Shubham Gupta, a 4th year student the Institute of Law, Nirma University.
In the recent Adjudication officer (‘AO’) order dated on 31st December2019, SEBI took a stand that it can proceed with the adjudication proceedings against a company even though the company is under liquidation. This stand is inconsistent with the approach adopted by SEBI till now and is likely to be non-est. in law.
In this matter of Rajadhiraj Industries Ltd., AO had initiated adjudication proceedings against Rajadhiraj Industries Ltd for non-redressal of investor grievances on SCORES platforms within the stipulated time, and failure to submit to Action Taken Report. When SCN notice was issued to the company, and it was found that company is into closure since 1996, and from MCA records, it was observed that the company has been provisionally wound up by the order of Indore High Court, MP. The appointed official liquidator informed AO that the company is under liquidation, and thus, no legal proceedings can be initiated against it.
Taking U-turn from the existing approach, AO ordered that it can proceed with the adjudication proceedings- banked on that the adjudication proceedings as to determine whether the SEBI laws were violated or not and, to impose penalty. Taking reference to the apex court judgment in SV Kondaskar, OL v VM Deshpande – ruling that liquidation court would have full power to demand the penalty from the liquidator, AO held that adjudication proceedings wouldn’t be hampered by the appointment of an Official liquidator.
At the outset, this order is contrary to stand taken by SEBI till now. Previously, the position in respect to adjudication proceedings was different and had a radical inclination towards the halting and prohibiting the institution of any new proceedings by SEBI without the approval of the appropriate authority. Earlier, M/s Nova Surgikos Limited, the similar facts were arrayed with respect to non-redressal of SCORES complaints, and AO ordered the non-continuation of proceedings owing to the company is under liquidation. Likewise, in Everonn Education Ltd, yielding to the fact that liquidator has been appointed to overlook the affairs of the company, AO desisted from a continuation of the said proceedings owing to non-approval from the court. It was further reaffirmed in ABG Shipyard Ltd that leave of the appropriate is a sine qua non for the continuation of the proceeding if the company is under liquidation, and thus proceedings against the company become not est.

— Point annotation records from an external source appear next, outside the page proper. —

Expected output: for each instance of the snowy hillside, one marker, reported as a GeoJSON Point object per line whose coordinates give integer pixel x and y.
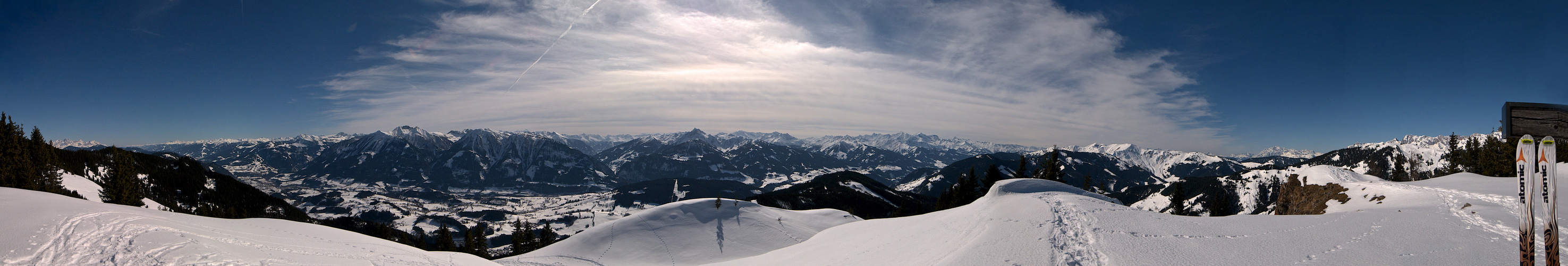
{"type": "Point", "coordinates": [689, 232]}
{"type": "Point", "coordinates": [79, 144]}
{"type": "Point", "coordinates": [80, 232]}
{"type": "Point", "coordinates": [1459, 219]}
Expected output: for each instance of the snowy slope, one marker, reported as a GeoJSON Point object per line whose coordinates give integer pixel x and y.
{"type": "Point", "coordinates": [1459, 219]}
{"type": "Point", "coordinates": [689, 232]}
{"type": "Point", "coordinates": [80, 232]}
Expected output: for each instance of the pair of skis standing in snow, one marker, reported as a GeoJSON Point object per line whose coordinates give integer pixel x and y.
{"type": "Point", "coordinates": [1537, 163]}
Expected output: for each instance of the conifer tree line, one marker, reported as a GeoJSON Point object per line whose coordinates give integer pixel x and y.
{"type": "Point", "coordinates": [29, 161]}
{"type": "Point", "coordinates": [1488, 156]}
{"type": "Point", "coordinates": [973, 186]}
{"type": "Point", "coordinates": [526, 237]}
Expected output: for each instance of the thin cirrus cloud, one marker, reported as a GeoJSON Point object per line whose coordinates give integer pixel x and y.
{"type": "Point", "coordinates": [1001, 71]}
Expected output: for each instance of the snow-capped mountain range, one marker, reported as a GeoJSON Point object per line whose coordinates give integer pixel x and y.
{"type": "Point", "coordinates": [424, 180]}
{"type": "Point", "coordinates": [1277, 152]}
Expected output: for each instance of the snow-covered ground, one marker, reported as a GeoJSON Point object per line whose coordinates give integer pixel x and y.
{"type": "Point", "coordinates": [1459, 219]}
{"type": "Point", "coordinates": [689, 232]}
{"type": "Point", "coordinates": [48, 229]}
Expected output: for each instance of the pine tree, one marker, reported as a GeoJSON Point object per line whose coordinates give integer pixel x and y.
{"type": "Point", "coordinates": [444, 242]}
{"type": "Point", "coordinates": [1377, 169]}
{"type": "Point", "coordinates": [1399, 168]}
{"type": "Point", "coordinates": [1053, 168]}
{"type": "Point", "coordinates": [1023, 168]}
{"type": "Point", "coordinates": [48, 168]}
{"type": "Point", "coordinates": [121, 185]}
{"type": "Point", "coordinates": [521, 238]}
{"type": "Point", "coordinates": [548, 237]}
{"type": "Point", "coordinates": [476, 243]}
{"type": "Point", "coordinates": [421, 238]}
{"type": "Point", "coordinates": [16, 164]}
{"type": "Point", "coordinates": [1453, 156]}
{"type": "Point", "coordinates": [991, 177]}
{"type": "Point", "coordinates": [1178, 201]}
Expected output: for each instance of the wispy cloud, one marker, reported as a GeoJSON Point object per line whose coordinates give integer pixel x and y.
{"type": "Point", "coordinates": [1003, 71]}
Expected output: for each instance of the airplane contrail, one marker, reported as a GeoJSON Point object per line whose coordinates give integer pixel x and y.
{"type": "Point", "coordinates": [553, 45]}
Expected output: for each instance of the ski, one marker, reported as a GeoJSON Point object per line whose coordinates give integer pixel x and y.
{"type": "Point", "coordinates": [1524, 166]}
{"type": "Point", "coordinates": [1548, 172]}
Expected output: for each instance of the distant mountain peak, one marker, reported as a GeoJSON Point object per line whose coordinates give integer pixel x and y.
{"type": "Point", "coordinates": [79, 144]}
{"type": "Point", "coordinates": [1280, 152]}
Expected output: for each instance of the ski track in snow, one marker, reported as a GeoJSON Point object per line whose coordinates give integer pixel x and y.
{"type": "Point", "coordinates": [1453, 204]}
{"type": "Point", "coordinates": [112, 238]}
{"type": "Point", "coordinates": [1073, 235]}
{"type": "Point", "coordinates": [662, 243]}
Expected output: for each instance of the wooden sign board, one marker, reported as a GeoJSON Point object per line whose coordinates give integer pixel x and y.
{"type": "Point", "coordinates": [1539, 120]}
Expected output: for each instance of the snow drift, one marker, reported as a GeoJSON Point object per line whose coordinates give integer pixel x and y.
{"type": "Point", "coordinates": [48, 229]}
{"type": "Point", "coordinates": [1454, 219]}
{"type": "Point", "coordinates": [689, 232]}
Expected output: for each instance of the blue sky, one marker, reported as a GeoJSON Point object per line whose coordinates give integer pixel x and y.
{"type": "Point", "coordinates": [1208, 76]}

Furthermore, arguably, this order is in direct conflict to Section 33(5) of IBC and Section 279 of Companies Act, 2013. Section 33 (5) IBC, 2016 envisages that in case of liquidation order is passed, no suit or proceeding shall be instituted against or by a corporate debtor whereas Section 279 CA, 2013 which states that when a winding-up order is passed, no suits or other legal proceedings shall be instituted against the concerned company. Under IBC, an only liquidator with the prior approval shall institute suit against the corporate debtor, not any other creditor. In Murgan Oil Industries (P.) Ltd. Re, the word “suit” or “proceedings” not restricted to any class of creditors, or plaintiff and, it is wide enough to encompass all to cover all suits and other legal proceedings who-ever may be plaintiffs.
It is imperative that SEBI has also held that ‘adjudication proceedings’ are within the purview of ‘other legal proceedings’ under Section 446 of the Companies Act, 1956. Thus, in no case, SEBI cannot institute or continue any suit or proceedings against the corporate debtor. Contrastingly, under Section 279 of the Companies Act leverages institution or continuation of suits or proceeding with the prior approval of the tribunal. Therefore, the whole purpose of IBC – to prevent the multiplicity of suits in the multiple forums – is questioned by this order.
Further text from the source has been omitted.